Sunday, March 7, 2010

Awkard City, Population: The Oscars

A few of my live Oscar thoughts:

THIS OSCARS IS SO AWKWARD ALREADY

WAIT! WHY IS NPH HERE?!?! Did they get him just because Alec refused to dance? Is there anyone I’m more glad had a comeback? No there is not. No there is not indeed. I can’t believe I’m about to say this, but thank god for Harold and Kumar.

Oh, no. It’s awkward again. Oh wait, now it’s not. Okay, wait a minute. It’s awkward again. And it’s still awkward. Wait! It’s...oh, no. It’s just awkward.

Joe and I simultaneously: “…Ryan REYNOLDS?”

OH MY GOD WHY IS THIS THE MOST AWKWARD OSCARS EVER?!?

Monique. All of it. Every part.

DOM DELOUISE IS DEAD? WHY DON’T YOU PEOPLE KEEP ME INFORMED ABOUT THINGS THAT ARE IMPORTANT TO MY DAY-TO-DAY LIFE?

Yay, dancing to best original music! Oh, wait...it's just a Gap ad.

I’d like you all to meet my future husband: Colin Firth. Even if he is 100 years old, I will feed him apple sauce and roll him around in his wheelchair.

Oprah?! YOU get an Oscar!
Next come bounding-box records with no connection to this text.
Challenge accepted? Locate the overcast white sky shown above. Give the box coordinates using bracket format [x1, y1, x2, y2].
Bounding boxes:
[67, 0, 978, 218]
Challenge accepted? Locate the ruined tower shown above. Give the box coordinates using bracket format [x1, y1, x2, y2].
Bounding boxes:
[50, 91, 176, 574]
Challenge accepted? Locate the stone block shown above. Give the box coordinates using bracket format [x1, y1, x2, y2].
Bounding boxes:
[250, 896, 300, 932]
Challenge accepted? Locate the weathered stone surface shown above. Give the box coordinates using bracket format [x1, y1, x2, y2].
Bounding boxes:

YOU get an Oscar! EVERY! BODY! GETS AN OSCAR!

NOOOOOOOOOOOOOOOOOOOOOOOOOOOOOOOOOOOOOOOOOOOOOOOOOOOOOOOOOOOOOOOOOOOOOOOOOOOOOOOOOOOOOOOOOOOOOOOOOOOOOOOOOOOOOOOOOOOOOOOOOOOOOOOOOOOOOOOOOOOOOOOOOOOOOOOOOOOOOOOOOOOOOOOOOOOOOOOOOOOOOOOOOOOOOOOOOOOOOOOOOOOOOOOOOOOOOOOOOOOOOOOOOOOOOOOOOOOOOOOOOOOOOOOOOOOOOOOOOOOOOOOOOOOOOOOOOOOOOOOOOOOOOOOOOOOOOOOOOOOOOOOOOOOOOSANDRAAAAAAAAAAAAAAAAAAAAAAAAAAAAAAAAAAAAAAAAAAAAAAAAAAAAAAAAAAAAAAAAAAAAAAAAAAAAAAAAAAAAAAAAAAAAAAAAAAAAAAAAAAAAAAAAAAAAAAAAAAAAAAA

So...I guess I need to see Hurt Locker?

Oh man! I forgot Alan Rickman is in this!! (Sorry, I switched over to Die Hard. Okay, no more writing my thoughts to my blog.)

4 comments:

Mom said...

I agree. If Andy Kaufman was alive and was asked to host The Oscars it would have been less awkward than that first 15 minutes.

Unknown said...

did you notice Tom Hanks RUN in and just blab out "Oh and by the way Hurt Locker wins, okay great everyone out! rofl rofl we ran out out of time lolz"

Rah said...

So I think if there is ever a year in which Aunt Meryl and Cousin Sandy are nominated together (and maybe Helen) then there should just be a 3-way tie. Would it kill 'em to just give out a few more oscars for the same category? Really?! Too painful?! (also majorly confused by Sandra's "and my lover Meryl" comment.
And I also was in the dark about Dom...screw the media - why do they get to pick and choose who makes national news?!
In closing, I support your thoughts.

Rah...again said...

Oh and do they just have the dancing every year, or is this some "James Cameron is nominated and made a big movie, so let's dance to the soundtrack" thing? It reminded me of fastforwarding through the dancing for As Good As It Gets when the girl was being "thrown" back and forth. :P Good times.